At the start of this month I committed to a 7 day a week online grind for all the series going on. That didn't leave much time for much else, and when I went a whole 24 hours without messaging him he sent an enquiring message if everything was all right, pointing out this was our longest silence. A few days later he told me he was ill in bed with stomach problems. 16 tabling at the time, I told him to be careful, reminding him we were not young men any more. We chatted a bit about the forthcoming Polish translation of my books (he was keen we translate into Czech) and then he went silent again, save for one message on a group chat saying he was in hospital. I messaged asking for an update every day, but there was no reply.
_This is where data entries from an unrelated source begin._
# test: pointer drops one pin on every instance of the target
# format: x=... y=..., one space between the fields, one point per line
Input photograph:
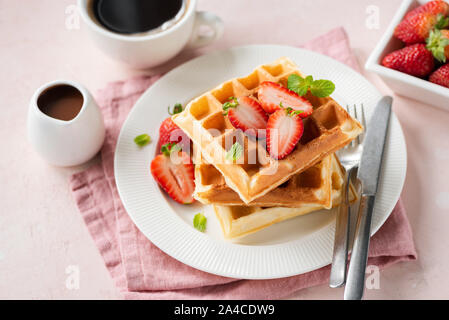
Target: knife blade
x=368 y=174
x=373 y=147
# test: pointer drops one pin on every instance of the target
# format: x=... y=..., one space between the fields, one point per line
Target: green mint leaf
x=232 y=103
x=235 y=152
x=298 y=84
x=176 y=109
x=168 y=148
x=199 y=222
x=142 y=140
x=322 y=88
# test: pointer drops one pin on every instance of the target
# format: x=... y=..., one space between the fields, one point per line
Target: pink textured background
x=41 y=231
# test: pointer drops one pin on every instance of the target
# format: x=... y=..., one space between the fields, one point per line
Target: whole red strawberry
x=415 y=60
x=174 y=172
x=418 y=23
x=441 y=76
x=272 y=96
x=284 y=130
x=169 y=132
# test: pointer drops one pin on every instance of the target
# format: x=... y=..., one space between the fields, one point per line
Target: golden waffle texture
x=253 y=175
x=239 y=221
x=310 y=186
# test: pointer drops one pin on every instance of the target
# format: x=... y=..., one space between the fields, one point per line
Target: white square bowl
x=402 y=83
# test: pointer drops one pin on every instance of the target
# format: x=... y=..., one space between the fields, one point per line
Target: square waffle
x=310 y=186
x=238 y=221
x=328 y=129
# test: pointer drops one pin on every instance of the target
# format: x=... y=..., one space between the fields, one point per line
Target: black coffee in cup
x=135 y=16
By now, I was very concerned and managed to contact one of his friends back home in New Zealand. The response devastated me: Jan had passed away two days earlier in Belgrade.  An obviously devastated Tatjana confirmed all the details when I managed to contact her. I was in shock: the thought that I'd never speak to him again left a giant Jan sized hole in my world.

There are optimists and there are pessimists, and then there was Jan who seemed to fuse both together into a very personal stoicism that no matter what happened, it was fine. His most repeated phrase was "Life is good". He used it as an affirmation when something good happened, a counterpoint when something bad happened, a general philosophy, and an admonishment against self pity. His favourite song was Monty Python's "Always Look On The Bright Side of Life". He sent me videos of him singing it gleefully with his son.

Once in the furnace of our arguments on COVID and lockdowns, he attempted to explain what he saw as the root cause of our differences. He said that public policy viewed death as the worst thing that can happen, but he did not. He went on to explain 

"I've already lived longer than the average person born 100 years ago. I've outlived my father and his father. I view each birthday as a victory. 

I love life too! But I don't view death as a negative. I just view it as neutral".

This seemed to encapsulate Jan's philosophy. He lived and loved to the full, but whatever happened, that was fine by him too. Whether that was getting one outered for the chiplead with 50 left in the WSOP main, or death, it didn't matter. Life is good.

Given that he didn't fear death or even see it as a negative, we shouldn't feel sorry for him. He lived his life on his own terms, admired and beloved by all who knew him well. He enriched the lives of everyone he cared for, and they were many. But even if I don't feel sorry for Jan (and his passing was mercifully quick and painless), I do feel sorry for myself, and everyone who knew him, because I and we have to spend the rest of our lives missing him.